July 21 (Reuters) - Canadian coal miner Grande Cache Coal Corp warned that sales volumes for the year would be at the low end of its forecast after first-quarter sales were hit by lower production at a mine and vessel delays at Westshore Terminals ports.
The Alberta-based metallurgical coal miner said sales volumes in the current quarter would be the lowest of the year as volumes at the No. 8 pit were hurt by tight mining conditions.
The initial stages of mining have also led to a higher proportion of oxidized coal, which is sold as thermal coal, the company said in a statement.
Grande Cache sold 0.39 million tonnes of coal in the three months ended June 30, of which 84 percent was met coal.
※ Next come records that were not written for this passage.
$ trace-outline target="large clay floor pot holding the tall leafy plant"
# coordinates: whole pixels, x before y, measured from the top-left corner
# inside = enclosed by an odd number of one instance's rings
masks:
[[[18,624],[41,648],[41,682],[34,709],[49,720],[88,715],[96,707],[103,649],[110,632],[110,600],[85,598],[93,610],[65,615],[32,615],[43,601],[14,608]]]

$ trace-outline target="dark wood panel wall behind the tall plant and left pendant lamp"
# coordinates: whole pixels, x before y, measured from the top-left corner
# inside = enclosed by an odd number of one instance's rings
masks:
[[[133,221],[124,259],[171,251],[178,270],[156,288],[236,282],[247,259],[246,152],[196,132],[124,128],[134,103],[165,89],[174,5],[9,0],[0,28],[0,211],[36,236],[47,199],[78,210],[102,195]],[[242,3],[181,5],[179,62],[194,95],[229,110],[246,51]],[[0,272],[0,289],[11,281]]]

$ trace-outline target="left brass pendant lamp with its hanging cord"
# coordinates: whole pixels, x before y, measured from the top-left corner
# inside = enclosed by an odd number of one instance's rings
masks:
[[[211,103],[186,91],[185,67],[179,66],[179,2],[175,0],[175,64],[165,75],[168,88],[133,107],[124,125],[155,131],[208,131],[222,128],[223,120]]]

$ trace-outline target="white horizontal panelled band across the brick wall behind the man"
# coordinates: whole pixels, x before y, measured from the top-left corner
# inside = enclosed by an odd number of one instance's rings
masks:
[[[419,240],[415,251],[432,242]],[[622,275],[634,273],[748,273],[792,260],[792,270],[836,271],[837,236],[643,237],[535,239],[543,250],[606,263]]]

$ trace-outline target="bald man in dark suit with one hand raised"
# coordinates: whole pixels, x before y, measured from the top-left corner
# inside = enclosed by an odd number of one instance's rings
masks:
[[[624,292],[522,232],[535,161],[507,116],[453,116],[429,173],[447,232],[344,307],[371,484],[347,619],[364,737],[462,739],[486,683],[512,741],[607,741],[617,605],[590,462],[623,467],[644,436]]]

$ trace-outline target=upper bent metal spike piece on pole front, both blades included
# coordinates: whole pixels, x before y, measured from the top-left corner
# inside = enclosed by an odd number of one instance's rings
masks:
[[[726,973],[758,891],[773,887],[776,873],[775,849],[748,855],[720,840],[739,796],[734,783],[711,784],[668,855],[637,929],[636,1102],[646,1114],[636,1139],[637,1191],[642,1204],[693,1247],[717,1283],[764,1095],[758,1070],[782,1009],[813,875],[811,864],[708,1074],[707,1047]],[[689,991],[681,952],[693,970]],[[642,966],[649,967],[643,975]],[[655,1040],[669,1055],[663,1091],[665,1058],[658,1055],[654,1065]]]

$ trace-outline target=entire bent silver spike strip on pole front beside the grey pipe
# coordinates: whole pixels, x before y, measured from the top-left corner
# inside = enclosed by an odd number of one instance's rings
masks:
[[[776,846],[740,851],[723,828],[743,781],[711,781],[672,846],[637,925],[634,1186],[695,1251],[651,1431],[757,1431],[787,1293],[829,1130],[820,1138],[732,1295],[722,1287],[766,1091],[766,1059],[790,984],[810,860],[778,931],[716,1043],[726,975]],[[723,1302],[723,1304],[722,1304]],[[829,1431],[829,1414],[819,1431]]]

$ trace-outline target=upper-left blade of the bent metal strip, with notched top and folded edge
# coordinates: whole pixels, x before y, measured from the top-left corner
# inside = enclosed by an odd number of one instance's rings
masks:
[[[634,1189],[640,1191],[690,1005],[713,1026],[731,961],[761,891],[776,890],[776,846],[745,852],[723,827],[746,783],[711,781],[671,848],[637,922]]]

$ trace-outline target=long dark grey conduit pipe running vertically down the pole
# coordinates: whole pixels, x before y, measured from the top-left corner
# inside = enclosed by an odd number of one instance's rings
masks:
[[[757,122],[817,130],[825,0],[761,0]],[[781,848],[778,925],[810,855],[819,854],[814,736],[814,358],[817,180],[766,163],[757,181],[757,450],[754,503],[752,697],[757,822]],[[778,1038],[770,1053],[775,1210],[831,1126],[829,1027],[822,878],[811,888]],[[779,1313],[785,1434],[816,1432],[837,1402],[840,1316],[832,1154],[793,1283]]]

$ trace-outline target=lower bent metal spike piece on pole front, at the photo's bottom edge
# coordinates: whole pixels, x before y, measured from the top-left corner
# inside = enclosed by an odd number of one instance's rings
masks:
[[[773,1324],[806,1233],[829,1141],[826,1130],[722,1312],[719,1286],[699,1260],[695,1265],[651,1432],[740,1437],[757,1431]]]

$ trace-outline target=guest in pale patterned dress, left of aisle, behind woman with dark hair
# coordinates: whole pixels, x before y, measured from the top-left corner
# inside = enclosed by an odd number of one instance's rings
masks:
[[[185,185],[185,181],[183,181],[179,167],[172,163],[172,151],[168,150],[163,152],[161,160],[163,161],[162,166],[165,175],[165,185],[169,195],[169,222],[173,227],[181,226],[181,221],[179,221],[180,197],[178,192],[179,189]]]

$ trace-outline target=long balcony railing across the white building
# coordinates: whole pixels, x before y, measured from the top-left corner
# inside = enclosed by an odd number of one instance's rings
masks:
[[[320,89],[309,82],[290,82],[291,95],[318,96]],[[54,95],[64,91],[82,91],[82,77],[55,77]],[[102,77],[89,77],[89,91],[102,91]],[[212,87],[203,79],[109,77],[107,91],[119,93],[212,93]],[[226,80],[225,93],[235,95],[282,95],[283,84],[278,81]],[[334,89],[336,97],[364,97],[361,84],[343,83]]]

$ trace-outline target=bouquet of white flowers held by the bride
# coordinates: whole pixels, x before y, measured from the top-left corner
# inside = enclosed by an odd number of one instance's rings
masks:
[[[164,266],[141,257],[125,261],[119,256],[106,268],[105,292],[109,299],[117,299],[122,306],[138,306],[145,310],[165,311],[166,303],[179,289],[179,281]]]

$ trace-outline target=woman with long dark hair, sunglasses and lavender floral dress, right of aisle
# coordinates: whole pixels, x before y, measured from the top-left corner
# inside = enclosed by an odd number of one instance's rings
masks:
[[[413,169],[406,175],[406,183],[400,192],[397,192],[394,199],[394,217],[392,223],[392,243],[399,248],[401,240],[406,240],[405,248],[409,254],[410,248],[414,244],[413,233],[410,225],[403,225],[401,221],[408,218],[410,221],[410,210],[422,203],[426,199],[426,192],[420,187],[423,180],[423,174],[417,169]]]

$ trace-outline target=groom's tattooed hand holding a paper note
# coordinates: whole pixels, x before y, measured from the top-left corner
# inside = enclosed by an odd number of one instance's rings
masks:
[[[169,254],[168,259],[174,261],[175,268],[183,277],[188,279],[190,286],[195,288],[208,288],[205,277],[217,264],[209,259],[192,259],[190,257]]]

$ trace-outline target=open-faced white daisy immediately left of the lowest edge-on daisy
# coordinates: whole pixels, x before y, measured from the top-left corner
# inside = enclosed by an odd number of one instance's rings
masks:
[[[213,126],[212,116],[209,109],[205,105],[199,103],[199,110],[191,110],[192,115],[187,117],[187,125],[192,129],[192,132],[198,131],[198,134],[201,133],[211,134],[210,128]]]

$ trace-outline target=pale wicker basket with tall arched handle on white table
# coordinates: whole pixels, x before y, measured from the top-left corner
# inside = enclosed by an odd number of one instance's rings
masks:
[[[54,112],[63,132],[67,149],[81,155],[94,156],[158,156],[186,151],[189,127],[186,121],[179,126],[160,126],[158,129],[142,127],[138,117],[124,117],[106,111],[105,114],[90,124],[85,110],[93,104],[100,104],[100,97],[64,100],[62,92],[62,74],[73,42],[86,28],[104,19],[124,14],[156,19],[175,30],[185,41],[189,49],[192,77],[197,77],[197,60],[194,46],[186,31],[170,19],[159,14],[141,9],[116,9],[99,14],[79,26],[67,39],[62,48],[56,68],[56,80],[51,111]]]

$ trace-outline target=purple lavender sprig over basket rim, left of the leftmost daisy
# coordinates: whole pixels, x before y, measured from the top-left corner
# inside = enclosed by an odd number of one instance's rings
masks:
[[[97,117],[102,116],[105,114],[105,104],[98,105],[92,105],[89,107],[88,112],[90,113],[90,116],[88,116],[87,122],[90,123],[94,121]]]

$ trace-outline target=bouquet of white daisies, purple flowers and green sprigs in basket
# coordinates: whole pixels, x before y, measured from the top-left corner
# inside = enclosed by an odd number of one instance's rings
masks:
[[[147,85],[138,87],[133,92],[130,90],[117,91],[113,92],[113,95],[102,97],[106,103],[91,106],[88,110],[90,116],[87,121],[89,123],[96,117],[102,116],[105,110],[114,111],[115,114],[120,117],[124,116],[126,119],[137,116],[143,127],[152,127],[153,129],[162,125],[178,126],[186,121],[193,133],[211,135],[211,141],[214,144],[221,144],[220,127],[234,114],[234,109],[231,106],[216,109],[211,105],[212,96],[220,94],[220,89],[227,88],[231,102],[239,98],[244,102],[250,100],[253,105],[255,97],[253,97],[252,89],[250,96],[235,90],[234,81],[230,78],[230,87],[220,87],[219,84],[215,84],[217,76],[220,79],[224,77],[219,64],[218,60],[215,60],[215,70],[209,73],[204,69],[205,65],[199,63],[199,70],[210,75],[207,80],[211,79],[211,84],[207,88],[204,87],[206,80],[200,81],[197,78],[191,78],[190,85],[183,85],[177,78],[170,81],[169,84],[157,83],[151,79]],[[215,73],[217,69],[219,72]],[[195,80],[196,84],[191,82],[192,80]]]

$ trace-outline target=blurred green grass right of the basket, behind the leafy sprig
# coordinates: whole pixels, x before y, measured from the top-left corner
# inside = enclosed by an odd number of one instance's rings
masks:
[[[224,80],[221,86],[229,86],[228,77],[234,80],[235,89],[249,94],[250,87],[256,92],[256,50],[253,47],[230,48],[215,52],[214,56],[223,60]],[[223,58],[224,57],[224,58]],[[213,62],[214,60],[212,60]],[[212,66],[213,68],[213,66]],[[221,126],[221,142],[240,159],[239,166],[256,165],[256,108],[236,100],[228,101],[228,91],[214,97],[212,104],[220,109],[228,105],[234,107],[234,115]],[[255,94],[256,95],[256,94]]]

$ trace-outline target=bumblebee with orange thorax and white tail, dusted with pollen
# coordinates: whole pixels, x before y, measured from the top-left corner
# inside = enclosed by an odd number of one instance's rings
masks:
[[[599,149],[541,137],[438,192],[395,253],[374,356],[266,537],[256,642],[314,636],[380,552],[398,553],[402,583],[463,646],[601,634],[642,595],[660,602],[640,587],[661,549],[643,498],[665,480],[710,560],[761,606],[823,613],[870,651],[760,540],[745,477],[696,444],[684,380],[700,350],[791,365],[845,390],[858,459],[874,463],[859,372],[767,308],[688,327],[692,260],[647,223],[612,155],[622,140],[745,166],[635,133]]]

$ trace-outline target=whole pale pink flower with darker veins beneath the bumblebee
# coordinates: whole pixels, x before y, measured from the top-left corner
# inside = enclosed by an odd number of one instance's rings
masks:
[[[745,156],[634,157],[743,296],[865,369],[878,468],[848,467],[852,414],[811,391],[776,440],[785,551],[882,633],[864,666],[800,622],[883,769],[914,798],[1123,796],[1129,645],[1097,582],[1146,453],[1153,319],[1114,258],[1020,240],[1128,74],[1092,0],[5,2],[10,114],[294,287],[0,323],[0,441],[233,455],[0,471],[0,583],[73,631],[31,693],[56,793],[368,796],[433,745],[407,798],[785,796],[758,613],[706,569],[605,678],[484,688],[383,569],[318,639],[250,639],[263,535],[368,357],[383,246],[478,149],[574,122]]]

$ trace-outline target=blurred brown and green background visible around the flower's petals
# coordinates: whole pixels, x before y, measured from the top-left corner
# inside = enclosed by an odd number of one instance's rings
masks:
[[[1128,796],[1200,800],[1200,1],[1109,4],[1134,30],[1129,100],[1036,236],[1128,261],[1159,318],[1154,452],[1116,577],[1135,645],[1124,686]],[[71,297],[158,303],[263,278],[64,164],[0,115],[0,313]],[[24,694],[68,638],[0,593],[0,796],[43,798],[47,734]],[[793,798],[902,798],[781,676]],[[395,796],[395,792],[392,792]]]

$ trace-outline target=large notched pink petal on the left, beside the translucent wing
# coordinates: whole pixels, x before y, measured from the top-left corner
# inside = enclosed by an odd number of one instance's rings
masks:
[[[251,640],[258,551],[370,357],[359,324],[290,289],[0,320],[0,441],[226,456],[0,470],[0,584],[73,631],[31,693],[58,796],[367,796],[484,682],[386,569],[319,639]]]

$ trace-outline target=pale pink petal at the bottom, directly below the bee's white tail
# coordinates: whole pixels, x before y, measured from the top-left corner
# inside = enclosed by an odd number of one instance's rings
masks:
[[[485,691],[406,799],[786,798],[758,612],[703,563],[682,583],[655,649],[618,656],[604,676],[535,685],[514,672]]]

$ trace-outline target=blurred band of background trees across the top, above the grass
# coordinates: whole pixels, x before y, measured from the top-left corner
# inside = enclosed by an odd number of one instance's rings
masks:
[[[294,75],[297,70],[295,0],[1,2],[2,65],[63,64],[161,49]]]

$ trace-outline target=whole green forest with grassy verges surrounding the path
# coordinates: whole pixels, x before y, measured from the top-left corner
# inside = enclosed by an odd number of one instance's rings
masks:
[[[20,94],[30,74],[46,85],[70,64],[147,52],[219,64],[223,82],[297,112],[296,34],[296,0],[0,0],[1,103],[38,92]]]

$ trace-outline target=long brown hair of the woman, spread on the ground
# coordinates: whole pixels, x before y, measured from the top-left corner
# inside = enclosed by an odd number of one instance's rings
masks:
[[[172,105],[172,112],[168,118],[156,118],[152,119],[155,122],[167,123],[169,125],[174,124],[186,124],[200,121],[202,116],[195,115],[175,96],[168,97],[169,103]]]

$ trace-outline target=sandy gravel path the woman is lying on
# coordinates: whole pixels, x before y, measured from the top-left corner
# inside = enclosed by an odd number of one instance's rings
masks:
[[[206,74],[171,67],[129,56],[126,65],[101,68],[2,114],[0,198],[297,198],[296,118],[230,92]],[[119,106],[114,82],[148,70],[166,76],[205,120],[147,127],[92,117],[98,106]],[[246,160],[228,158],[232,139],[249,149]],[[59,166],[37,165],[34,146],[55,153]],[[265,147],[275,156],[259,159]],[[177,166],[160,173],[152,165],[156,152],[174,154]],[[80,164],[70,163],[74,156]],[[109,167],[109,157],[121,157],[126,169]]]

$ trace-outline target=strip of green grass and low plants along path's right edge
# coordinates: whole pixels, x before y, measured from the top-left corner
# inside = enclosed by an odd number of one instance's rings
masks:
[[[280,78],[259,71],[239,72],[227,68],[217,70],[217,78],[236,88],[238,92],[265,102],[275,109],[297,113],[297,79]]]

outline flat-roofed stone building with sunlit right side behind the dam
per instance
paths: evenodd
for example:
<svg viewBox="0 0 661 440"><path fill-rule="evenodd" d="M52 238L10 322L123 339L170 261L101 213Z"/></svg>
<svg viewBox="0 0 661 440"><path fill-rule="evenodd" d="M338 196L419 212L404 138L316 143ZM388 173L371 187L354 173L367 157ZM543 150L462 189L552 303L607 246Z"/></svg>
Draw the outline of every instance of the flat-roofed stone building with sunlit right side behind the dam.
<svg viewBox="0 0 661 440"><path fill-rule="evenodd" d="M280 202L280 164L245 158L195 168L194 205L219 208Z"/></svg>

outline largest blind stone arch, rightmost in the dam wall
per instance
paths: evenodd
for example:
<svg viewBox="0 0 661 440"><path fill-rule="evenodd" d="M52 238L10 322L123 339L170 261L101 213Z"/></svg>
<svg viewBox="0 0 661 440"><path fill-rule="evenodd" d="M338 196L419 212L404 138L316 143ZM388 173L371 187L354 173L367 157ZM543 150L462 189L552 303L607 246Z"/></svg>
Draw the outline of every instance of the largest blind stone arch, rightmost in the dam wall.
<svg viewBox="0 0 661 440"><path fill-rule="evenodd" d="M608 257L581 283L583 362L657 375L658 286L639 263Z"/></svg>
It sold 0.45 million tonnes in the same period a year-ago.
The company blamed lower production on an equipment malfunction at Westshore Terminals in late June and the loading of two vessels being delayed until the first week of July.
The company’s No. 8 pit at the Smoky River Coalfield, which went into production in the summer of 2010, has been plagued by various problems.
However, the company received an amended mine permit and a new mine licence from Alberta regulators to start development of its new No. 12 South B2 underground mine.
Production form the mine, which has an estimated resource base of 12.3 million tonnes, is expected to start during the third quarter.